Myer Holdings Ltd. entrusts its success in a formidable controlling mechanism complemented with the proficiency of managers of the organization. The interview session revealed ample inferences in terms of the description of the controlling techniques adopted by managers. The performance systems are meant for realizing the control functions of a manager as they offer a comparative representation of the performance of the organization with respect to standardized performance. The establishment of a benchmark for employees has enables the leaders of Myer to motivate employees and drive them towards accomplishment of goals specified in the strategic plans (Shortell & Kaluzny, 2013). The top management is the chief supervisor of the controlling activities of managers and the establishment of control standards for optimizing the performance of employees.

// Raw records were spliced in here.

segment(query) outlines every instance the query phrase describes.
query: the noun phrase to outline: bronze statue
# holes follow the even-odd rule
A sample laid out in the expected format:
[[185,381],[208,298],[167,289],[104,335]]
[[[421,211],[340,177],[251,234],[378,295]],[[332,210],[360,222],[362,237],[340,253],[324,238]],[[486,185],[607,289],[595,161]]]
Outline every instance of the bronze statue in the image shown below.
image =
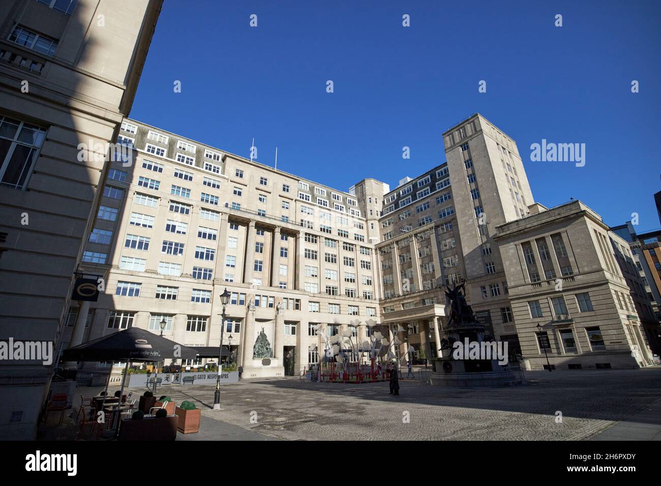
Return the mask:
[[254,346],[253,348],[253,357],[256,359],[273,357],[273,350],[271,349],[271,344],[268,342],[268,338],[266,337],[263,327],[255,340]]
[[466,302],[466,298],[461,291],[465,286],[465,281],[462,282],[459,285],[453,284],[453,288],[450,288],[449,286],[446,286],[447,288],[446,290],[446,296],[450,301],[450,316],[447,321],[447,324],[468,324],[477,322],[475,316],[473,313],[473,309]]

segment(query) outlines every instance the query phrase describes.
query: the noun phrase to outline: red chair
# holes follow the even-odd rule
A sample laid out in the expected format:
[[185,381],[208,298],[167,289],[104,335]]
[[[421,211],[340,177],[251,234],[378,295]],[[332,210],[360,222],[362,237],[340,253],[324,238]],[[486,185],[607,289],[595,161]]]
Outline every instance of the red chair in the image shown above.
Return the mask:
[[48,407],[46,411],[46,420],[44,421],[48,421],[48,414],[51,412],[59,412],[59,421],[58,422],[58,425],[59,425],[62,423],[62,420],[64,419],[64,412],[67,409],[67,402],[68,401],[69,399],[65,393],[56,393],[54,395],[48,402]]

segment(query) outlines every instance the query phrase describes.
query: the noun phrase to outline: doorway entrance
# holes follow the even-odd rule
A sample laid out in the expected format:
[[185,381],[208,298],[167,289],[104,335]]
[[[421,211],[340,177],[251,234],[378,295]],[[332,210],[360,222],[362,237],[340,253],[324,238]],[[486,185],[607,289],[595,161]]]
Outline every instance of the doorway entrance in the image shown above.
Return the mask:
[[296,346],[284,346],[283,348],[282,366],[285,368],[285,375],[293,376],[296,374]]

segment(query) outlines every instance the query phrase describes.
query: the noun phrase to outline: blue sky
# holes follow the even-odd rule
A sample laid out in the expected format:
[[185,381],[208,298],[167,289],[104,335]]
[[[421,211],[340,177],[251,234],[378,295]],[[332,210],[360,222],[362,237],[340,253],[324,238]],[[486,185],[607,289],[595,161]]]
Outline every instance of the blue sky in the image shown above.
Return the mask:
[[[278,146],[278,169],[346,190],[442,163],[442,133],[479,112],[536,201],[659,227],[661,1],[467,5],[165,0],[131,117],[245,157],[254,137],[258,161]],[[530,161],[542,139],[585,143],[585,166]]]

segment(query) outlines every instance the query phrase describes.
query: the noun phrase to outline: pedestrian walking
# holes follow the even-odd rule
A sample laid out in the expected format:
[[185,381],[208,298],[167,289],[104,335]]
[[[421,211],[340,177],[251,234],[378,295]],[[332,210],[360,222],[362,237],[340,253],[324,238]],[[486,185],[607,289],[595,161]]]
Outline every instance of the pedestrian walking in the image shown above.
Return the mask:
[[399,377],[395,364],[390,368],[390,393],[391,395],[399,395]]
[[411,362],[407,361],[407,364],[408,365],[408,372],[407,373],[407,378],[412,376],[413,379],[415,380],[415,375],[413,374],[413,366],[411,366]]

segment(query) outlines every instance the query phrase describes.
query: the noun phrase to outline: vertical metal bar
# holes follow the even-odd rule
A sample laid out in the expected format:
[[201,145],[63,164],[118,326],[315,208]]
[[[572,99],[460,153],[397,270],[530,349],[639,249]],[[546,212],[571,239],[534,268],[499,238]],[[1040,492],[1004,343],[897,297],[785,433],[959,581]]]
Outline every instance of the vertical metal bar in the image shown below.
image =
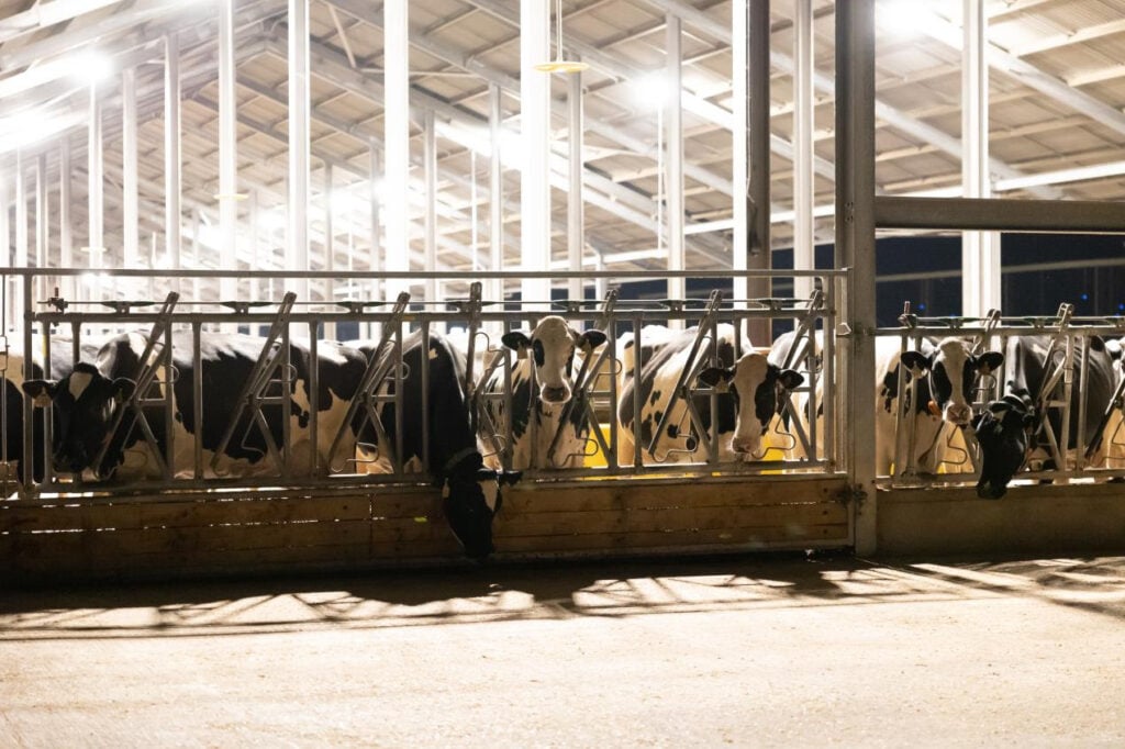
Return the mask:
[[[501,164],[501,137],[503,112],[501,111],[501,90],[495,83],[488,84],[488,132],[492,143],[492,157],[488,162],[488,270],[504,270],[504,172]],[[504,300],[504,281],[493,277],[488,279],[485,294],[493,301]],[[498,323],[486,323],[485,330],[495,333],[501,330]]]
[[[748,159],[746,127],[747,121],[747,67],[746,49],[749,34],[748,3],[730,3],[730,94],[735,102],[730,125],[730,173],[731,173],[731,218],[735,226],[731,232],[730,267],[732,273],[732,298],[746,299],[746,249],[748,237],[749,210],[747,195],[749,191]],[[741,305],[736,301],[736,307]]]
[[[433,110],[426,109],[422,126],[423,164],[425,173],[425,272],[438,270],[438,128]],[[425,280],[425,300],[438,300],[438,281]]]
[[[992,195],[988,137],[988,18],[984,0],[963,0],[964,46],[961,57],[961,180],[966,198]],[[1000,308],[1000,235],[961,234],[962,314],[981,317]]]
[[[812,198],[816,184],[813,173],[812,129],[813,101],[812,78],[816,75],[812,49],[812,0],[794,0],[796,18],[794,20],[793,52],[793,146],[795,160],[793,163],[793,268],[811,270],[813,258],[813,223]],[[793,296],[808,299],[812,294],[812,278],[796,277],[793,279]]]
[[[562,22],[558,19],[558,22]],[[561,53],[559,53],[561,54]],[[585,229],[582,197],[582,143],[583,143],[583,107],[582,107],[582,73],[567,75],[567,133],[569,134],[569,168],[570,182],[567,192],[566,229],[567,229],[567,265],[572,273],[582,272],[582,251],[585,246]],[[572,277],[567,282],[567,296],[570,299],[582,299],[583,283],[578,277]]]
[[[122,265],[137,268],[140,232],[137,191],[137,72],[122,71]],[[132,279],[130,279],[132,281]]]
[[[551,76],[534,70],[550,60],[550,3],[520,0],[520,124],[523,130],[523,168],[520,170],[520,262],[525,269],[549,268],[551,262],[550,117]],[[523,279],[529,300],[550,299],[550,281]]]
[[88,136],[88,174],[89,174],[89,227],[90,268],[101,268],[101,254],[105,250],[102,236],[102,208],[105,206],[105,180],[102,179],[101,161],[101,101],[98,98],[98,84],[90,83],[90,121]]
[[[670,93],[666,97],[664,112],[665,159],[664,198],[667,210],[668,270],[684,270],[684,110],[683,35],[680,16],[667,16],[665,27],[665,65]],[[687,296],[684,278],[668,279],[668,297],[684,299]]]
[[[770,249],[770,0],[749,0],[747,67],[750,144],[749,192],[746,196],[749,256],[746,263],[752,270],[768,270],[773,265]],[[752,298],[771,297],[772,286],[768,278],[750,278],[747,294]],[[773,341],[770,322],[764,318],[749,321],[747,333],[752,341],[762,345]]]
[[176,34],[164,37],[164,244],[172,270],[182,267],[180,192],[180,44]]
[[[62,268],[74,268],[74,240],[70,213],[71,178],[71,145],[70,138],[64,135],[58,150],[58,264]],[[6,223],[4,231],[0,232],[0,237],[7,242],[8,202],[0,199],[0,205],[4,206],[4,209],[0,214],[2,214],[2,220]],[[60,287],[60,294],[63,298],[74,299],[73,276],[63,277]]]
[[[411,268],[411,93],[410,22],[407,0],[387,0],[382,6],[384,137],[387,244],[385,269]],[[387,281],[387,296],[407,289],[405,280]]]
[[[289,226],[286,270],[308,270],[309,42],[308,0],[289,0]],[[308,281],[290,281],[302,299]]]
[[191,323],[191,417],[196,422],[192,452],[195,458],[195,476],[204,477],[204,363],[201,351],[202,323]]
[[[875,351],[875,3],[836,7],[836,267],[849,268],[845,309],[852,331],[845,357],[845,418],[853,434],[874,434]],[[849,480],[866,491],[855,515],[855,549],[878,542],[874,440],[848,440]]]
[[321,414],[321,342],[316,335],[316,322],[308,324],[308,442],[313,459],[309,470],[313,476],[321,472],[320,414]]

Critical review of the interview responses indicates that the distribution of control functions must be extended to lower echelons of management. The managerial personnel situated at the lower levels of organizational hierarchy must be provided with substantial opportunities to increase the scope of control and ensure that all activities are executed in the desired manner (Robbins & Judge, 2012). Managers have to consider the aspects of leniency while considering control standards for the organization as excruciating controls can also lead to degradation of employee performance.
The report summed up the four managerial functions from classical perspective of management with respect to the selected case study of Myer Holdings Ltd. The report was executed with a distinct purpose of identifying the issues faced by managers while implementing the functions of management in real time situations. Each function was represented distinctively with individual references to implications of the function in context of theory, practice and the supposed recommendation for ideal practice for managers in an organization. The report found that the managers at Myer Holdings Ltd must try to move beyond the conventional aspects associated with the four functions of managers such as opting for talent retention measures, effective involvement of all layers of management and constructive leveraging of resources according to the planned strategies.